Habité par la volonté de voir les maux qui minent leur secteur d’activité depuis plusieurs décennies, être pris en compte par les autorités de tutelle, le mouvement d’humeur initié par les enseignants gabonais ne faiblit pas. Si d’aucuns envisageaient un retour aux affaires ce lundi janvier 2026, c’était sans compter sur la ténacité d’une partie du bloc de SOS éducation, visiblement la plus radicale, qui n’entend pas reprendre les activités sans des véritables avancées significatives dans les négociations engagées avec les autorités. La décision prise lors de l’Assemblée générale du mouvement, tenue le week-end écoulé, a été très suivie.

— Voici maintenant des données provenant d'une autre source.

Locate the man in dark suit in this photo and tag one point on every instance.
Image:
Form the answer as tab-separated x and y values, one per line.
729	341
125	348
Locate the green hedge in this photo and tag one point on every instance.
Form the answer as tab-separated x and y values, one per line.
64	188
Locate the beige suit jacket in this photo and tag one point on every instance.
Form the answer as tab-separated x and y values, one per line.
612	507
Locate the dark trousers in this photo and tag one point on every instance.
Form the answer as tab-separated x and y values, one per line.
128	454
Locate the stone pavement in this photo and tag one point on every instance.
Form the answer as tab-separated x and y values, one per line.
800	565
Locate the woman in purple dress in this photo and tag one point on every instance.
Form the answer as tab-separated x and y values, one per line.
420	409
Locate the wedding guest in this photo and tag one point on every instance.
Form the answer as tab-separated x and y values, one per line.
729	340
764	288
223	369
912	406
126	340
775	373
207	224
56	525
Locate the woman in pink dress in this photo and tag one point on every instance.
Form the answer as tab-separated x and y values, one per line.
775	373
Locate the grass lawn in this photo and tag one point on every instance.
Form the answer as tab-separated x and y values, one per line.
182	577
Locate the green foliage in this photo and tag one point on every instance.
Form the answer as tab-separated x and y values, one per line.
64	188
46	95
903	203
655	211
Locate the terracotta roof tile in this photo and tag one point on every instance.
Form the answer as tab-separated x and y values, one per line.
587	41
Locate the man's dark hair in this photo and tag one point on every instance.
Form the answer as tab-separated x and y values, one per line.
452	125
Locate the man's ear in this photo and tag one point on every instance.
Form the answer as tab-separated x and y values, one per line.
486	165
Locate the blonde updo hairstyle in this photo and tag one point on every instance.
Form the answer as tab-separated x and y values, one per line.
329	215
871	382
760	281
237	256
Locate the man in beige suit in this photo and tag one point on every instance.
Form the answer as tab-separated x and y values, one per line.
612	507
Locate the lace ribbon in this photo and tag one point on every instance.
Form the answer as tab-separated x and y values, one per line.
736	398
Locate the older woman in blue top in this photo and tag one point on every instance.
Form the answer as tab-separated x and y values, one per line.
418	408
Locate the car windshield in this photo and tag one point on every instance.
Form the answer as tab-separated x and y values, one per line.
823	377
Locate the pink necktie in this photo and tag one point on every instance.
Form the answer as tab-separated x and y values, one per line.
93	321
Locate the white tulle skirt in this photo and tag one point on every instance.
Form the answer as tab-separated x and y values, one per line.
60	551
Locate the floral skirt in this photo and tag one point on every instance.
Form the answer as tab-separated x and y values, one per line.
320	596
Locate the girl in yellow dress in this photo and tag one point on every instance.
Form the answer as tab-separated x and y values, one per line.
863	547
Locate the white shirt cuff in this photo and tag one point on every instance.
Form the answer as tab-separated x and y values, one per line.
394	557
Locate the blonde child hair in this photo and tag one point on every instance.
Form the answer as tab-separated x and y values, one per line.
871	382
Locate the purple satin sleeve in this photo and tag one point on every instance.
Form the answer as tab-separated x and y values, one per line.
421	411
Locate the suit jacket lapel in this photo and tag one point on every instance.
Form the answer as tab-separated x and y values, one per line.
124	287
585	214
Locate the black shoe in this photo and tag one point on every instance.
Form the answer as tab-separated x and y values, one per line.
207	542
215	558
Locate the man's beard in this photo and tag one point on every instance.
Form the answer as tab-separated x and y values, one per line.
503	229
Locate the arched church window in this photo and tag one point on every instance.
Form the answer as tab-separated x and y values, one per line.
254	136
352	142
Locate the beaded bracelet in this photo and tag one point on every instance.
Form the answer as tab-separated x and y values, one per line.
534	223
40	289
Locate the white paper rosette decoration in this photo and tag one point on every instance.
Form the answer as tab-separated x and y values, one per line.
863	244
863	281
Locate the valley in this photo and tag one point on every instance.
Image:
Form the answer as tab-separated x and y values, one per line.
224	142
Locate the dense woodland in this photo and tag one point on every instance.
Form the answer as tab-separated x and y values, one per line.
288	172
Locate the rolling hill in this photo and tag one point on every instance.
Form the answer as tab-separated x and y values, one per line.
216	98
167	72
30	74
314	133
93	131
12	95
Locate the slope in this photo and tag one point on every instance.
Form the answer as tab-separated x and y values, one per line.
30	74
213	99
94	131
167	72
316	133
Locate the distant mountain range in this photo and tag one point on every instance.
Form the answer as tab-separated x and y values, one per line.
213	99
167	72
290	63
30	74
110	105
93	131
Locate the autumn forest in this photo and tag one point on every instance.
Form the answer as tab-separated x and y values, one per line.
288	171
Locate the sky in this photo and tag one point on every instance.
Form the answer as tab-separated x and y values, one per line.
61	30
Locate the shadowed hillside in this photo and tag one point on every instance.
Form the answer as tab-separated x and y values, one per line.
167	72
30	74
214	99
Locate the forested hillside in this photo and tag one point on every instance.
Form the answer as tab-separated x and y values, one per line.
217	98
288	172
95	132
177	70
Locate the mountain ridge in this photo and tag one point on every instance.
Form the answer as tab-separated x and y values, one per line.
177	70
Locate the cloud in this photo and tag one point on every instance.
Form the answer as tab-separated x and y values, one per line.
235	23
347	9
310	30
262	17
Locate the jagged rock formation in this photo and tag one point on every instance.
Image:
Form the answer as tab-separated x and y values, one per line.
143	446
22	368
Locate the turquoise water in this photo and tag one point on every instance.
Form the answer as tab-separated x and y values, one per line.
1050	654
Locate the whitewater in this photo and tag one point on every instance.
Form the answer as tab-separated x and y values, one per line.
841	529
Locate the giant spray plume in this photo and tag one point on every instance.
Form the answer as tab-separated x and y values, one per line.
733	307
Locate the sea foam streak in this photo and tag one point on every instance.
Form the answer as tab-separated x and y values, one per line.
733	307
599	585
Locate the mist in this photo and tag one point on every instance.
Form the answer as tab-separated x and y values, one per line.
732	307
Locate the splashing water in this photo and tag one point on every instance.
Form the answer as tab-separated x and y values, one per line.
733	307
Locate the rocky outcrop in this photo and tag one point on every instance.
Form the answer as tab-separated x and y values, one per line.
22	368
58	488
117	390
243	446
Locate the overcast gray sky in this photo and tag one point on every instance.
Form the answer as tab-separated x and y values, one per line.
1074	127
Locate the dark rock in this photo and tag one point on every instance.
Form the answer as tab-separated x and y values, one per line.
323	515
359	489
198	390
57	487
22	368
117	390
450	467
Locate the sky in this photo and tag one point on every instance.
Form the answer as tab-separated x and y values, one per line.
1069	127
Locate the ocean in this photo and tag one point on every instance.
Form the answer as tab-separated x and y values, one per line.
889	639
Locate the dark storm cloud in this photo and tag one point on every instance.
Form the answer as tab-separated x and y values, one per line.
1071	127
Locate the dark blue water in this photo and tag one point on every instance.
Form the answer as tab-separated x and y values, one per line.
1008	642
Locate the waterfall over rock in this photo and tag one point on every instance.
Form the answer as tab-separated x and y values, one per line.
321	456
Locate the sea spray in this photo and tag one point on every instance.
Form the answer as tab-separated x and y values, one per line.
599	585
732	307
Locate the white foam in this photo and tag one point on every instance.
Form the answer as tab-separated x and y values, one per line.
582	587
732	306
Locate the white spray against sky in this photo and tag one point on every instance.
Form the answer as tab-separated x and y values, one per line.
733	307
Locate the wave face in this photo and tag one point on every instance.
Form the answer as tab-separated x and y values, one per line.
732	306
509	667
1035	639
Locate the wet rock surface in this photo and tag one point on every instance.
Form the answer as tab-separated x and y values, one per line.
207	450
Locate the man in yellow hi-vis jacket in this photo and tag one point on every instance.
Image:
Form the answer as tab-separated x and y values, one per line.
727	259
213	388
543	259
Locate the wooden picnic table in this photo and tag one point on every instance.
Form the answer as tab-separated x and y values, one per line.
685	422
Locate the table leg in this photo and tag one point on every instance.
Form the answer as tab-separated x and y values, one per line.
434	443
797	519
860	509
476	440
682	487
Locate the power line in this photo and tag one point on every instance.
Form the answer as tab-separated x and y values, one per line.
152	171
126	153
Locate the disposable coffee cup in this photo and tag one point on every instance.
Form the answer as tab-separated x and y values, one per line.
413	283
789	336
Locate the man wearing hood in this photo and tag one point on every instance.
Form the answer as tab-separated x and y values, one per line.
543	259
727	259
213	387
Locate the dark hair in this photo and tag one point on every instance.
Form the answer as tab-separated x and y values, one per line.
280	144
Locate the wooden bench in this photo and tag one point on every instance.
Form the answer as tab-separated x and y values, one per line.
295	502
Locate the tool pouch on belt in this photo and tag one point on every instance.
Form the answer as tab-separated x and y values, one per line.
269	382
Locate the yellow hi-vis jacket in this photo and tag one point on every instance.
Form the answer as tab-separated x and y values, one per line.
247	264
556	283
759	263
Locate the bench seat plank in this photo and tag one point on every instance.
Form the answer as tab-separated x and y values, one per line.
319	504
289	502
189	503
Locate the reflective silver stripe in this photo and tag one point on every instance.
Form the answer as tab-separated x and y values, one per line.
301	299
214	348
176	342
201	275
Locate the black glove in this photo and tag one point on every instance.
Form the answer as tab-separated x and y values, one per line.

« Être militant, c’est faire quelque chose pour son organisation. Être militant, c’est faire en sorte que d’autres enseignants intègrent le mouvement. Lundi pas de cours, dans tous les établissements du Gabon c’est ça la décision», avait lancé Marcel Libama, figure bien connue du mouvement SOS Éducation. Comme un symbole, une forte mobilisation des syndiqués a été observée du côté de l’école publique Martine Oulabou, un personnage qui aujourd’hui représente l’essence même de la lutte syndicale dans le secteur éducation.
Il est à noter que dans la foulée de ce rassemblement aux allures de démonstration de force, des négociations ont été entamées le lendemain, dimanche 11 janvier, entre les représentants de SOS Éducation, les autres collectifs d’enseignants et l’administration.
Sous la coordination et les hautes instructions du Vice-président du Gouvernement, la Commission tripartite interministérielle regroupant, le Ministre d’État, Ministre de l’Éducation Nationale et de l’Instruction Civique Camélia Ntoutoume Leclercq, le Ministre de l’Économie, des Finances, de la Dette et des Participations, chargé de la Lutte contre la Vie Chère Thierry Minko et le Ministre de la Fonction Publique et du Renforcement des Capacités Laurence Mengue Me Nzoghe épse Ndong a annoncé des avancées notables, notamment l’octroi de 300 premiers postes budgétaires et la régularisation de 3000 situations administratives.
Une réunion ministérielle de la commission est d’ailleurs prévue demain mardi 13 janvier 2026, sous la présidence du Vice-président du Gouvernement. Des données qui n’ont pas manqué d’être réfutées par certains leaders syndicaux, dénonçant une manœuvre visant à jeter du discrédit sur les actions menées en vues de l’amélioration des conditions de vie et de travail des enseignants.